Student-dancers accompanying from Sathyanarayanan’s Natya Sankalpaa School were Amritha Varshini Murali, Swathy Ashok, Sahana Rajmohan and Sukanya Kaur. Technical and light design was done by Sai Venkatesh.
“Meera” is solo-artist Sathyanarayanan’s first attempt at a group presentation. “I’ve always been interested in presenting thematic productions and have already done several but only as solo performances. However, Panchali Sapatham (“Draupadi’s Curse”) that I performed solo for a decade was converted into a group presentation. Meera seemed a natural choice for I have done several standalone dances to her bhajans. The idea was to highlight the all-consuming devotion of the saint rather than the historical accuracy of her life-story, which is based here on Swami Shivananda’s version,” Sathyanarayanan told Desi Talk. “To adapt to the regional theme, shades of Kathak and classical dances from the north have been introduced, such that the pure dance segments are not completely in Bharata Natyam,” she clarified.
Their gestural expressions (abhinaya) cut across barriers of language to communicate different moods (rasa). The scheming jealousy of the sister-in-law, which served as emotional counterpoint to the ecstasy of Meera’s all-consuming love (prema), contrasted with the comic entry of the folksy snake-charmer that lightened up the sustained tension with laughter (hasya). Both characters were well played. The erotic sentiment (shringaara) toward the elusively transcendental Krishna was again accentuated through the royal household’s dark worship, for material gain, of the bloodthirsty goddess Kali. Pangs of separation, tantalizing glimpses of the beloved, steadfast devotion and fleeting reunions of Urmila’s “Meera” were rendered manifest through a myriad delectable nuances of feeling before the final surrender.
“The dancing was pleasing to the eye, music great and costumes very apt. The audience, especially younger children, enjoyed every bit of the production mainly because of the English voice-overs,” NDT artistic director Hema Rajagopalan told Desi Talk. Adults may have found that the voice-overs, excessive in the first part, distracted from and overwhelmed the dancing; abhinaya of some characters, especially of Meera’s royal husband, somewhat overdone; and that the Bharata Natyam schooling of the students showed through in attempting to integrate northern dance styles.

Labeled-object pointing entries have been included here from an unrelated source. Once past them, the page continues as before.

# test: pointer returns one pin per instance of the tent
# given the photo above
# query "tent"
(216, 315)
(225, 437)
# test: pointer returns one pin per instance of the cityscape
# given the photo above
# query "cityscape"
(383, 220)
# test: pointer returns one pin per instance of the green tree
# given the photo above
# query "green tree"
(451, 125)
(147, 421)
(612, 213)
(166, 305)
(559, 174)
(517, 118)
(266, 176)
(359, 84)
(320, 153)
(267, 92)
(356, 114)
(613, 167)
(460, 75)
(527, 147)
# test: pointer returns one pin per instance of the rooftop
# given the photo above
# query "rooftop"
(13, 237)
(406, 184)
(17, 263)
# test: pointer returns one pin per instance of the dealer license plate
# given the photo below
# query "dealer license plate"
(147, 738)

The transformation of reverential devotion (bhakti), here toward Vishnu as protector, into a single-minded divinized eroticism is peculiar to the Hindu and wider Indian religious sensibility. This central motif is immediately posed by the mother telling curious infant Meera in jest that Krishna is her ordained husband. Even after this ‘naïve’ attitude blossoms with puberty into the untainted lotus of love, the helpless submission to a higher power keeps resurfacing, for example, in the reenactment of past episodes of Krishna’s saving grace toward all devotees recalled in the bhajan “Hari Tum Haro.”

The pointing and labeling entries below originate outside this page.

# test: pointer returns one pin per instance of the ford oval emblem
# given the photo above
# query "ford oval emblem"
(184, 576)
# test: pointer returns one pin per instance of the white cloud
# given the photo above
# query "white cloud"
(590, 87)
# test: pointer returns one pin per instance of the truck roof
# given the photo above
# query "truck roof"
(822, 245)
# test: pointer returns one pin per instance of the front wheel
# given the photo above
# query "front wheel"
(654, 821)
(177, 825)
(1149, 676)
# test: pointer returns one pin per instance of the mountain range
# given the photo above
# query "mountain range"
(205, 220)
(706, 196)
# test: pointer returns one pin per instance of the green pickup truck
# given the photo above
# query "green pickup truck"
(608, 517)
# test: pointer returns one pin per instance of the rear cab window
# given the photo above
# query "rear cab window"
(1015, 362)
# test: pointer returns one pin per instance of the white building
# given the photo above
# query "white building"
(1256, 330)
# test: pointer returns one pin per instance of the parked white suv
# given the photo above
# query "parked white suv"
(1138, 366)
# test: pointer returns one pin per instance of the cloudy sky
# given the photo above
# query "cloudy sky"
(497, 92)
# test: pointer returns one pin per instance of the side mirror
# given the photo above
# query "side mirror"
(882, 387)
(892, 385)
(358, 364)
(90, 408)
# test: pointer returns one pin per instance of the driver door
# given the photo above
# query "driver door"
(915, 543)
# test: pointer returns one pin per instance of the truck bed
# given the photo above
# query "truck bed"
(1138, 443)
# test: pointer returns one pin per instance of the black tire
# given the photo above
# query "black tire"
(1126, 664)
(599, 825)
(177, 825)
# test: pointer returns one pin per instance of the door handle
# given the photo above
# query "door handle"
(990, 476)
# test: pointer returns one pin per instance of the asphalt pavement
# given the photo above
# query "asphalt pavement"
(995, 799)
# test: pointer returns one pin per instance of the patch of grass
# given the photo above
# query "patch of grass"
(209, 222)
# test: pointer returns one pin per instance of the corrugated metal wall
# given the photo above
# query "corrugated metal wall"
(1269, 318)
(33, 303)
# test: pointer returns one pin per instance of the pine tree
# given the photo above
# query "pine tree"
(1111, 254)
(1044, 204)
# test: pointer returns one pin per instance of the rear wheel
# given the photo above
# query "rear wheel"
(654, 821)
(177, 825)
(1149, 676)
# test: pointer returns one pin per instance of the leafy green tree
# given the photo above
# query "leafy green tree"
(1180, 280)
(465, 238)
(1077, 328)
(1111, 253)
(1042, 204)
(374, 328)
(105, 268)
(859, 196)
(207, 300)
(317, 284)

The repertoire of songs included such evergreens as “Mere to Giridhar Gopal” and “Pyare Darshan Deejo Aao” and, toward the end, of the plaintive movie renderings by M.S. Subbulakshmi, the Tamil Meera, such as the unforgettable “Kaatrinilae Varum Geetham.” This artistic eclecticism, which extends to the dance medium and now before a diaspora audience, serves to make the Rajput princess even more of the pan-Indian woman saint she has long become.